By Min Seong-jae
I will spend the Lunar New Year’s holiday rather quietly. No celebrations, no family gatherings, no feasts, and no memorial rites for my ancestors. Instead, I am sending gifts to some of my relatives via online shopping. And I plan to visit some cool cafes for nice snacks and coffee.
Traditional holiday rituals and gatherings are rapidly going out of fashion in Korea. According to a recent poll by Korea Research, only about half of the respondents said they will see relatives during this year’s Lunar New Year Holiday; Only 4 out of 10 said they plan to do a memorial rite, the traditional big table ceremony paying respect to the ancestors. That is quite a dramatic drop from 2006 when Gallup Korea found that at least 80% of Koreans engaged in memorial rites during Chuseok and Lunar New Year’s holidays. Looking around me now, few are celebrating in the traditional way.

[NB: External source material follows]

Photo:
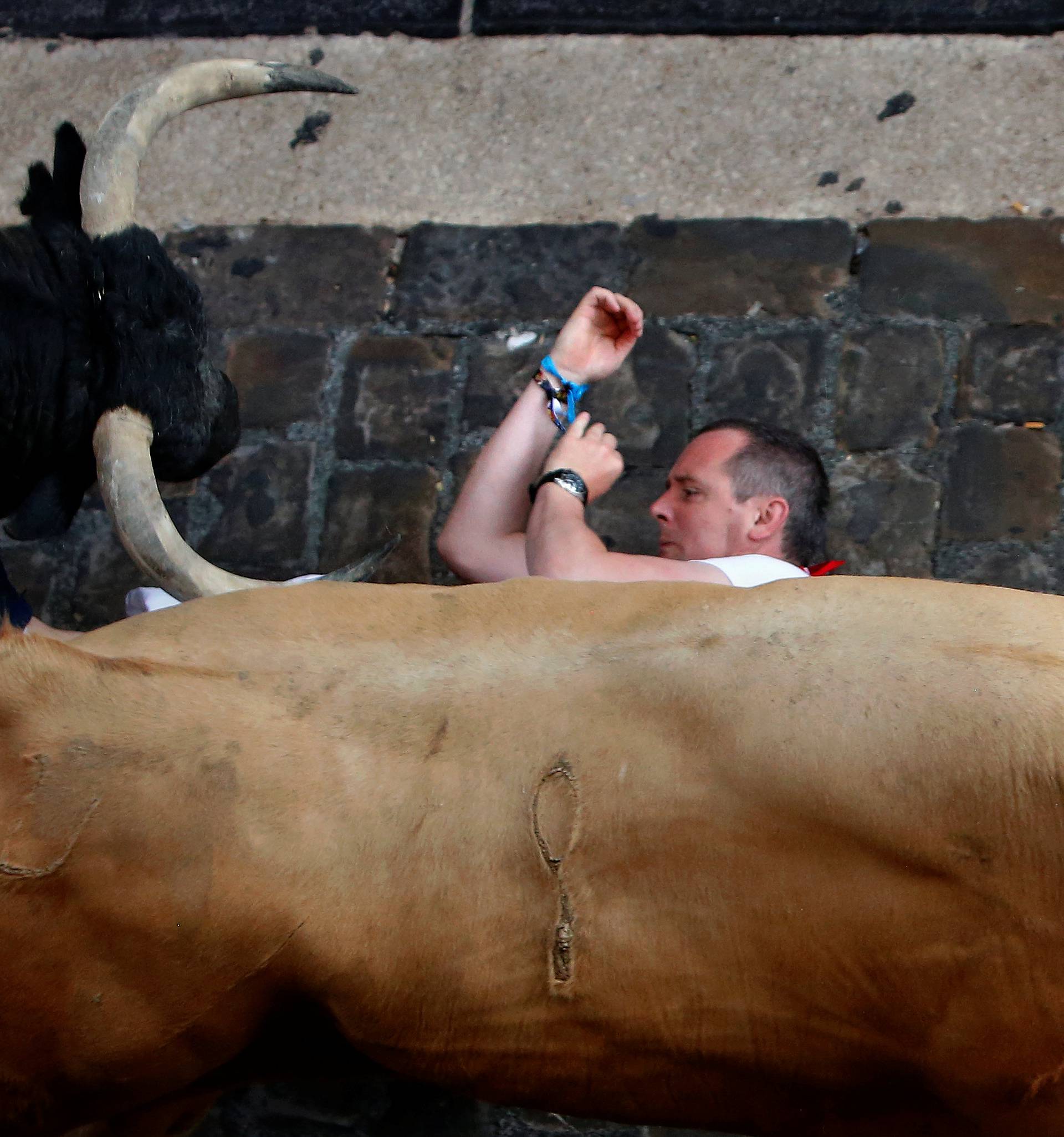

The traditional holiday rites have been criticized as burdensome, inconvenient and irrational. You have to travel in a disastrous traffic jam, prepare a load of traditional Korean food for hours or even days – the onus that falls almost entirely on women in the family – and invite ghosts to eat together and kowtow to them. The whole thing seems superstitious and patriarchal, costs lots of time, money, and effort, and very frequently leads to family squabbles.
So, many Koreans, especially young ones, opt out of the memorial rites or forego the entire holiday gatherings and celebrations. Instead, they travel abroad, take a rest, and have some time to themselves. This trend will likely intensify as marriage and birth rates precipitate and many young people choose to or are forced to make a single-person household. Whether we like it or not, Korean society increasingly consists of atomized individuals. Another recent poll, this time conducted by the furniture store IKEA, showed that 40% of Koreans feel happiest when they are alone at home, which is the highest percentage among the countries surveyed. The same poll found that only 8% of Koreans find joy and reward in raising children at home, securing the lowest spot globally.
The traditional way of celebrating holidays, and Confucian-induced customs in general, seems out of date. The memorial rites for ancestors, in particular, have gone awry and stress out many people. But with all their problems, I believe yearning for familial connection and love is at the heart of those rites and ceremonies. Honoring one’s ancestors and showing respect to them (granted, it is only for the men’s side) is a beautiful way of life. It is a time that celebrates connections to each other.
In the U.S., holidays are heavily commercialized and simplified celebrations that are sponsored by the department store Macy’s, and people transform into frenzied shoppers the next day. New Year’s Eve celebrations are funded by companies like Planet Fitness who want to lure customers to the gyms, exploiting their fragile New Year’s resolutions. I prefer the Korean way of family gatherings and somewhat solemn rites despite their issues. Perhaps the customs and rites should be further simplified as suggested by many. As a society, we should think about how to reconstruct the traditions in a modern way, especially the patriarchal nature of the rites.
I asked her not to, but my 81-year-old mother still wants to do a Lunar New Year’s Day memorial rite for the ancestors as she has done so for many decades. I asked her not to cook but rather buy prepared dishes, but she will make her own no matter what. I asked her to do it simply, which she agreed to, but I know that it is still going to be a big table of food. I do not know whether the traditional rite will continue or not. But from my mother, I feel like I see the last vestiges of these customs.
Min Seong-jae is a professor of communication and media studies at Pace University in New York City. He is a 2023-24 Fulbright U.S. Scholar to Korea.